A not so long time ago, in several galaxies far, far apart a new adventure was born. Star Tours opened its doors to interstellar travelers at Disneyland California in 1986.
This intergalactic IP integration was the first of its kind for the Walt Disney Company. Star Tours marked the first time that an intellectual property not owned (at that time) by the company was the theme for a major attraction. It was not, however, the first time Disney had partnered with George Lucas; that first was the 3D film collaboration “Captain EO.”
Star Tours took over the location that was home to Adventure Thru Inner Space. The Monsanto sponsored inner space attraction operated from 1967 until 1985, and shared two things in common with Disney’s Haunted Mansion: the omimover ride system (Atommobiles or Doombuggies) and narrator Paul Frees.
Rather than travelling on a guided track, Star Tours is a stationary motion simulator. The ride vehicles are military grade hydraulic powered flight simulators. Each cabin seats 40 guests. Guests face the forward part of the cabin where the attraction’s action is displayed. The cabin’s motion is synced to the film. For their first Star Tours attraction, Disney purchased four, at a cost of half a million dollars each. The simulator’s action, set within the “Star Wars” universe, was produced by George Lucas and ILM specifically for Disney.
Upon entering the intergalactic travel agency, “Star Tours,” guests are greeting by a large flight schedule board which displays departure and arrival times from various locations within the “Star Wars” universe. Just past that, a Starspeeder 1000 is being prepped by R2-D2 and C-3PO. Further along the way several droids are in the process of working on another droid. These “work droids” are actually recycled animatronics: they are the mechanical part of the geese from “America Sings.” At the next and final part of the queue, guests are sorted into boarding rows by a cast member and watch a cute safety and boarding instruction film.
WATCH: Boarding video (Disney’s Hollywood Studios & Disneyland Paris)
Once boarded, travellers were greeted by their pilot RX-24, aka REX (voiced by Paul “Pee-Wee Herman” Rubens).

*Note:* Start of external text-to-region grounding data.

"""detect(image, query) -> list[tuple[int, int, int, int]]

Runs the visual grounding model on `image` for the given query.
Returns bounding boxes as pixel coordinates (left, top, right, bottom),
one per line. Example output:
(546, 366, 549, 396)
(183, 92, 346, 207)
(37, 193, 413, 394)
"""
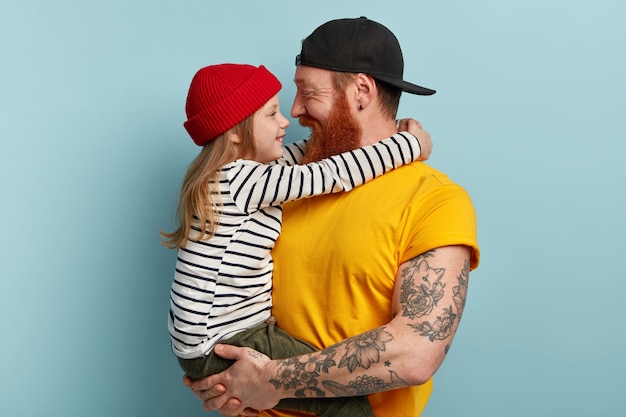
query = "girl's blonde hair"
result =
(160, 115, 257, 249)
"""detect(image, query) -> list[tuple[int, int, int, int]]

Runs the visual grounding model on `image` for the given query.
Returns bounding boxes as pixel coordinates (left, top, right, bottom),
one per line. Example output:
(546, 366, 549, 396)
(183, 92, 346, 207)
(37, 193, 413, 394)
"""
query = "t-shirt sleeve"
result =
(403, 182, 480, 270)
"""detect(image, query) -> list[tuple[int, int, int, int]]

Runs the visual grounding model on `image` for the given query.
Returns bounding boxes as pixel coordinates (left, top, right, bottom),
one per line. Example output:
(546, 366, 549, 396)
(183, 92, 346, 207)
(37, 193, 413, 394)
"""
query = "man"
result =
(185, 16, 480, 417)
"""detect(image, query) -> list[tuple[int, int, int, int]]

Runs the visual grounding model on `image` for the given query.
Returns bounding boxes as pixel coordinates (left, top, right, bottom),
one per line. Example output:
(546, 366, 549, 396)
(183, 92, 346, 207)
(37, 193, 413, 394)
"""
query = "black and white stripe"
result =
(168, 132, 421, 358)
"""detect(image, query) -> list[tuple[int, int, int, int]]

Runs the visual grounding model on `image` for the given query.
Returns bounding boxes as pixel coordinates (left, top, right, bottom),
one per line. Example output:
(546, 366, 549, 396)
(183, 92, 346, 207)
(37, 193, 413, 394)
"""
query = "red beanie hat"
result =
(183, 64, 282, 146)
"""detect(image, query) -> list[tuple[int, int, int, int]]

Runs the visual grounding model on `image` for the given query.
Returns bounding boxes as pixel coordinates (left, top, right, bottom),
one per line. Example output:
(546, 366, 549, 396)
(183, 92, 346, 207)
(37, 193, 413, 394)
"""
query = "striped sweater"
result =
(168, 132, 421, 359)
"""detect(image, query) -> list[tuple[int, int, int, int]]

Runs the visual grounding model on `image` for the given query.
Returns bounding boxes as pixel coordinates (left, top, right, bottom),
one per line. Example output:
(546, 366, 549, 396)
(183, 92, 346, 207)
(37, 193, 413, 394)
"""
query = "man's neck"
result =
(357, 115, 399, 147)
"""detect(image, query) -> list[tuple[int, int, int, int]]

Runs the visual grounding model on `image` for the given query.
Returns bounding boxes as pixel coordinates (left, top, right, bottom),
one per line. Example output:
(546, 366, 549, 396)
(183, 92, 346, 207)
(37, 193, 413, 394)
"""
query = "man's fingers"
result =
(190, 379, 227, 396)
(213, 344, 269, 362)
(397, 118, 423, 131)
(212, 344, 242, 360)
(211, 397, 244, 416)
(241, 407, 261, 416)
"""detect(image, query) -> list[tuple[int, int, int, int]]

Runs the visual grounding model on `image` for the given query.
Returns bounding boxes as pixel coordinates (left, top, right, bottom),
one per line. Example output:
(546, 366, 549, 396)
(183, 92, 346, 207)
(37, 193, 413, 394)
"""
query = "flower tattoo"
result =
(269, 349, 338, 397)
(409, 305, 457, 341)
(339, 328, 393, 372)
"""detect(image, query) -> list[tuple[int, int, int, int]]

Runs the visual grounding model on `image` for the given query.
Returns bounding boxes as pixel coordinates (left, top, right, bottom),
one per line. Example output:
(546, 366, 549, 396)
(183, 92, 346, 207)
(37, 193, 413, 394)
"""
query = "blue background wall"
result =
(1, 1, 624, 416)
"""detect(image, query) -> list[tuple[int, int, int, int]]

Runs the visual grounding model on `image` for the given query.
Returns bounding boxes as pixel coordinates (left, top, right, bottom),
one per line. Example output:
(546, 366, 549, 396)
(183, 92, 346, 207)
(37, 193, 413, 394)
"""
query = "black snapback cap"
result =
(295, 17, 436, 96)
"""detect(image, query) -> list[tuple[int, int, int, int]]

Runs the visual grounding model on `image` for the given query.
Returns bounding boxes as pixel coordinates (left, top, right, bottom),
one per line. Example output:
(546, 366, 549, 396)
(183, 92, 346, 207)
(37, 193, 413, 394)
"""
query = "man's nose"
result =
(291, 95, 304, 118)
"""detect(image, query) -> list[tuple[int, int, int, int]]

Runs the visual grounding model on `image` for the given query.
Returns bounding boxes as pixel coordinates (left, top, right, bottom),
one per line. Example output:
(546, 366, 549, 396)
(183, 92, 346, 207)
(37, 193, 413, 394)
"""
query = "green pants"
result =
(178, 320, 374, 417)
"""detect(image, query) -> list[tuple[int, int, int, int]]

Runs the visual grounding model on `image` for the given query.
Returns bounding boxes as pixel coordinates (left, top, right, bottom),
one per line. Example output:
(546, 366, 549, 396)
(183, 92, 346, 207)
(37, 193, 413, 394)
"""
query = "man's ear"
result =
(354, 73, 376, 109)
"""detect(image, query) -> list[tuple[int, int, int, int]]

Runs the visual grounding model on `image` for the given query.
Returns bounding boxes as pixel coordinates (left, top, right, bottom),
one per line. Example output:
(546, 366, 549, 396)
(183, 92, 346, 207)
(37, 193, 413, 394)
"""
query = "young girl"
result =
(161, 63, 431, 416)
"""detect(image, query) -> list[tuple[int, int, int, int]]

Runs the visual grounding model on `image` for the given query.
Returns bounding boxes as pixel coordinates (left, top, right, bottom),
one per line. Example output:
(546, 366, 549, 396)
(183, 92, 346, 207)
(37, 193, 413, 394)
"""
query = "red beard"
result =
(299, 93, 362, 163)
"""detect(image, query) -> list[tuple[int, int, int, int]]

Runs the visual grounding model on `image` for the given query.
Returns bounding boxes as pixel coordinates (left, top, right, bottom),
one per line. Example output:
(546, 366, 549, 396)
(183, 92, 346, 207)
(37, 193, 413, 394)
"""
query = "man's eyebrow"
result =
(293, 76, 312, 86)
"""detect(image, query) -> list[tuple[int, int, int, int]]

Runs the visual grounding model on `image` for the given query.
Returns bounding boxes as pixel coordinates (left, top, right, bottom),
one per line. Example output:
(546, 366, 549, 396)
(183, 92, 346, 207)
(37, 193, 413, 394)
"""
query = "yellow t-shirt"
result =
(264, 161, 480, 417)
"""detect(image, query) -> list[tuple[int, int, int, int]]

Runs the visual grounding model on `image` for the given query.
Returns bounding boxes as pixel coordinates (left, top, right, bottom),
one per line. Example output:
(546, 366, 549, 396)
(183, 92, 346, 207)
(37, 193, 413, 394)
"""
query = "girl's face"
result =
(252, 94, 290, 163)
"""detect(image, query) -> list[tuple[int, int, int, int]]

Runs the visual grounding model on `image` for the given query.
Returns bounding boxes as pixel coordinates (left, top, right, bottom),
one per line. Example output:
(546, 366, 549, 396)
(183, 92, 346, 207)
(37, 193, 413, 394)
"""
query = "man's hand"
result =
(183, 375, 249, 416)
(184, 344, 281, 416)
(398, 118, 432, 161)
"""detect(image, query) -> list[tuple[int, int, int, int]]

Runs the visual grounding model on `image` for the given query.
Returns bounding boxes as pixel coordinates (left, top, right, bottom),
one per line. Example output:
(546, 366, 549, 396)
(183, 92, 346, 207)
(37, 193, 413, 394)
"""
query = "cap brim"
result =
(373, 74, 436, 95)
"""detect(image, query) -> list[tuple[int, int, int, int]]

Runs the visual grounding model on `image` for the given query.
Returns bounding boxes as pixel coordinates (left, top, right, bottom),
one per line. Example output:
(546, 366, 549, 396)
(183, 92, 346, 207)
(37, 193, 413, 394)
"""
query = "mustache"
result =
(298, 114, 320, 130)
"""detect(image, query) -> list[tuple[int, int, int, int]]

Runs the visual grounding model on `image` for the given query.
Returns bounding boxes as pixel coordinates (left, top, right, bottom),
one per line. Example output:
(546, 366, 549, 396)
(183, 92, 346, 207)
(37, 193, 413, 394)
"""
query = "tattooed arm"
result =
(186, 245, 471, 416)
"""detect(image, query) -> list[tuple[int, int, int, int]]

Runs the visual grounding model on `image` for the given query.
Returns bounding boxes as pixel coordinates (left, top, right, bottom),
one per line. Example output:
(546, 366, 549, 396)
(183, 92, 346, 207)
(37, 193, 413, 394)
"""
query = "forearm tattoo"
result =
(339, 328, 392, 372)
(269, 328, 406, 398)
(266, 251, 471, 397)
(322, 371, 408, 396)
(400, 251, 470, 351)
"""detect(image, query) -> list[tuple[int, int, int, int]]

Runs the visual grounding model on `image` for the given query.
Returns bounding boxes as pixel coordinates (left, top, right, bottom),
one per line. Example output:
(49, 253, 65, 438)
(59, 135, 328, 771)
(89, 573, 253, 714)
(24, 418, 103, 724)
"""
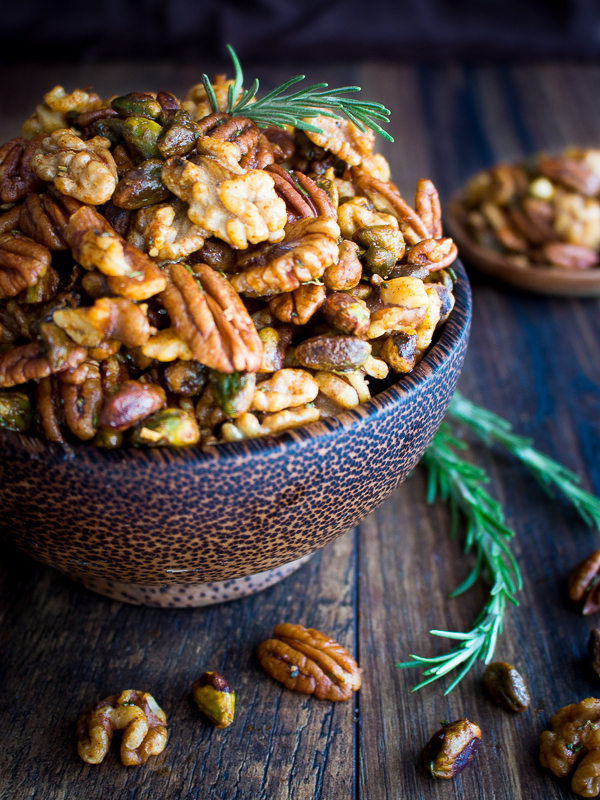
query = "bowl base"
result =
(65, 553, 314, 607)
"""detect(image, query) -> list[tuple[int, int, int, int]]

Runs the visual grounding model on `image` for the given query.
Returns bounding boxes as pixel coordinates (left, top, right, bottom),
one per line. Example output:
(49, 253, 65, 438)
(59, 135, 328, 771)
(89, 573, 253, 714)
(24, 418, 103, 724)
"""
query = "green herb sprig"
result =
(399, 392, 600, 693)
(200, 44, 393, 141)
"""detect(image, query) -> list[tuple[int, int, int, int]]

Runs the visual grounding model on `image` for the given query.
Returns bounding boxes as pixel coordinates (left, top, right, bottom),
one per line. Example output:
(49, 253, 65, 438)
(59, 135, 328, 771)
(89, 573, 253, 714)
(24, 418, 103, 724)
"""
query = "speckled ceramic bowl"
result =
(0, 261, 471, 607)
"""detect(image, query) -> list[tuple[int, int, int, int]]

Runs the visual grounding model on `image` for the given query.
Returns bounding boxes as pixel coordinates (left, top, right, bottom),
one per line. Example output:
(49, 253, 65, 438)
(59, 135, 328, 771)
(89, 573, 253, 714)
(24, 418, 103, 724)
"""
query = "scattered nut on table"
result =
(482, 661, 530, 712)
(568, 549, 600, 615)
(192, 671, 235, 728)
(76, 689, 167, 766)
(257, 622, 361, 701)
(424, 719, 481, 779)
(539, 697, 600, 796)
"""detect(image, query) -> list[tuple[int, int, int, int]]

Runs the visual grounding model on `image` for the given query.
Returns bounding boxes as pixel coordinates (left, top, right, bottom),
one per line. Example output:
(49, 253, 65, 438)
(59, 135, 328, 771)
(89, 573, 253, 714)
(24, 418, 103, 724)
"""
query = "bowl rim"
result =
(0, 259, 471, 463)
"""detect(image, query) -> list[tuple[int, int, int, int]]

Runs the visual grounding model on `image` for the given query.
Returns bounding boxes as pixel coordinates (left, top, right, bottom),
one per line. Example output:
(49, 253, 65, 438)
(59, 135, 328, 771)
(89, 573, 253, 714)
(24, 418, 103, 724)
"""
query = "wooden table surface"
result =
(1, 61, 600, 800)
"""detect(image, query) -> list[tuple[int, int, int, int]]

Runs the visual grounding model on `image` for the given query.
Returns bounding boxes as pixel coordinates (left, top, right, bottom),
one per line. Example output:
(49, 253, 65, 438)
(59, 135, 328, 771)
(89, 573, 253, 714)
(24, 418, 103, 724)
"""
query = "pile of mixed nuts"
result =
(0, 76, 457, 448)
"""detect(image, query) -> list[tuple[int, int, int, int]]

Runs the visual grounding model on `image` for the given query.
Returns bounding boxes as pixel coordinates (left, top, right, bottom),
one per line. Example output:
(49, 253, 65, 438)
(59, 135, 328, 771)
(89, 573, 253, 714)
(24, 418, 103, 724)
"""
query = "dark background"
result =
(4, 0, 600, 64)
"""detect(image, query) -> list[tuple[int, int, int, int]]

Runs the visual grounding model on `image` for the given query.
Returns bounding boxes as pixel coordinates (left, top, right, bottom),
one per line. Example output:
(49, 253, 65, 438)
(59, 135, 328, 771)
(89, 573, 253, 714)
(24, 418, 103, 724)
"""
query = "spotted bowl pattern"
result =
(0, 261, 471, 588)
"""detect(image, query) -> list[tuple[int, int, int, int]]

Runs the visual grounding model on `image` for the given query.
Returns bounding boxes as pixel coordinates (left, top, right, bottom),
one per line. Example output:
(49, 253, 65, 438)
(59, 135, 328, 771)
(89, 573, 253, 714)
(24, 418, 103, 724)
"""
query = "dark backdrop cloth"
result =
(4, 0, 600, 63)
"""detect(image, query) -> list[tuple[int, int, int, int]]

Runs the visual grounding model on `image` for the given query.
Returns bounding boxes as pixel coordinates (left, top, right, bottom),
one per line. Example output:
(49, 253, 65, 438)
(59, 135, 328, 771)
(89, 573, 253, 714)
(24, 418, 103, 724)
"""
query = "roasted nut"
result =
(482, 662, 530, 713)
(192, 238, 237, 273)
(232, 216, 340, 296)
(553, 192, 600, 249)
(60, 361, 103, 441)
(128, 199, 206, 261)
(405, 237, 458, 272)
(415, 286, 442, 351)
(379, 276, 429, 309)
(304, 115, 375, 167)
(131, 408, 200, 447)
(0, 338, 86, 388)
(210, 370, 256, 417)
(92, 116, 125, 146)
(590, 630, 600, 678)
(141, 328, 193, 362)
(65, 206, 166, 301)
(542, 242, 599, 270)
(296, 335, 371, 372)
(569, 549, 600, 615)
(76, 689, 167, 766)
(162, 360, 207, 396)
(251, 369, 318, 412)
(323, 239, 362, 290)
(538, 154, 600, 196)
(36, 376, 64, 442)
(424, 719, 481, 779)
(539, 697, 600, 796)
(221, 406, 320, 440)
(98, 380, 165, 431)
(31, 130, 118, 205)
(92, 428, 124, 448)
(0, 205, 22, 237)
(314, 371, 360, 409)
(415, 178, 443, 238)
(111, 92, 162, 121)
(104, 201, 133, 237)
(269, 283, 326, 326)
(112, 159, 172, 209)
(162, 154, 287, 249)
(353, 224, 405, 259)
(258, 327, 292, 373)
(0, 391, 32, 432)
(122, 116, 163, 163)
(337, 196, 399, 240)
(160, 262, 262, 373)
(19, 189, 82, 252)
(322, 292, 370, 336)
(45, 85, 97, 114)
(0, 135, 44, 203)
(257, 623, 361, 701)
(0, 232, 52, 299)
(380, 331, 418, 373)
(157, 110, 200, 159)
(53, 297, 150, 348)
(192, 672, 235, 728)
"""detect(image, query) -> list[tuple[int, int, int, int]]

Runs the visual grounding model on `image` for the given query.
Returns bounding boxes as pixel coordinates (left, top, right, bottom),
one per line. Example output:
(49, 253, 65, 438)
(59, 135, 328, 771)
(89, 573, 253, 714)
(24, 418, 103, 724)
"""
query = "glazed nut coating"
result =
(424, 719, 482, 779)
(569, 549, 600, 615)
(76, 689, 167, 766)
(192, 672, 235, 728)
(482, 662, 530, 712)
(0, 233, 51, 299)
(257, 623, 361, 701)
(539, 697, 600, 797)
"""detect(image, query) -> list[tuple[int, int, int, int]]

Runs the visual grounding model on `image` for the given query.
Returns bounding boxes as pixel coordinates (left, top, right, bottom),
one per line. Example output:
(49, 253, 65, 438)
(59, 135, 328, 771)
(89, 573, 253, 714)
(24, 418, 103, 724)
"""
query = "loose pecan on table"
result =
(257, 623, 361, 701)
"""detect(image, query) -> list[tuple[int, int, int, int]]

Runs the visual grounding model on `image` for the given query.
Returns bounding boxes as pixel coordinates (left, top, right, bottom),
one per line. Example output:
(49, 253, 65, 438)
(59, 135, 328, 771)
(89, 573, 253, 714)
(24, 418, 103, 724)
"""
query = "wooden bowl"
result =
(446, 197, 600, 298)
(0, 262, 471, 607)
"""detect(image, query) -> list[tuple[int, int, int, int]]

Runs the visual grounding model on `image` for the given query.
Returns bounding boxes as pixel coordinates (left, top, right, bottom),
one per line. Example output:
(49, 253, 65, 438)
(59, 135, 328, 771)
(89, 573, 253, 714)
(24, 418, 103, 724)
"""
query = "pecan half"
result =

REX nervously admits that it’s his first flight. After a few departure “complications,” the trip to Endor commences. Aided by R2-D2 the ship jumps to hyperspace. The Starspeeder’s hyperspace trip overshoots their destination encountering a cluster of comets. Forced to travel through one of the comets, REX and passengers emerge into even greater danger.
Caught in the clutches of the Empire, a tractor beam pulls the ship closer to itself. Rescued at the last minute by an X-Wing on the way to do battle with a new Death Star, REX decides to join the attack force. In a maneuver many “Star Wars” fans hoped to personally experience, the Starspeeder 3000 joins in the assault to destroy the Empire’s ultimate weapon. Upon destruction of the Death Star, REX manages to pilot the passengers back to home, narrowly avoiding disaster in the landing process.
Star Tours operated at four different Walt Disney Company theme parks. The attraction’s grand opening at Disneyland in Anaheim California was held on January 9, 1987 (soft opening occurred in December the year prior). The attraction closed on July 27, 2010. In Tokyo Japan, Star Tours operated from July 12 1989 until April 2, 2012. At Disney’s Hollywood Studios (then called Disney MGM Studios), Star Tours opened on December 15, 1989 and the final trip to Endor took place on September 7, 2010. In Paris the attraction operated from April 12 1992 to March 16, 2016.
At all four above locations, Star Tours was replaced with an updated 3D version of the ride that included multiple random destinations. Star Tours-the Adventure Continues is still accepting intergalactic travelers today.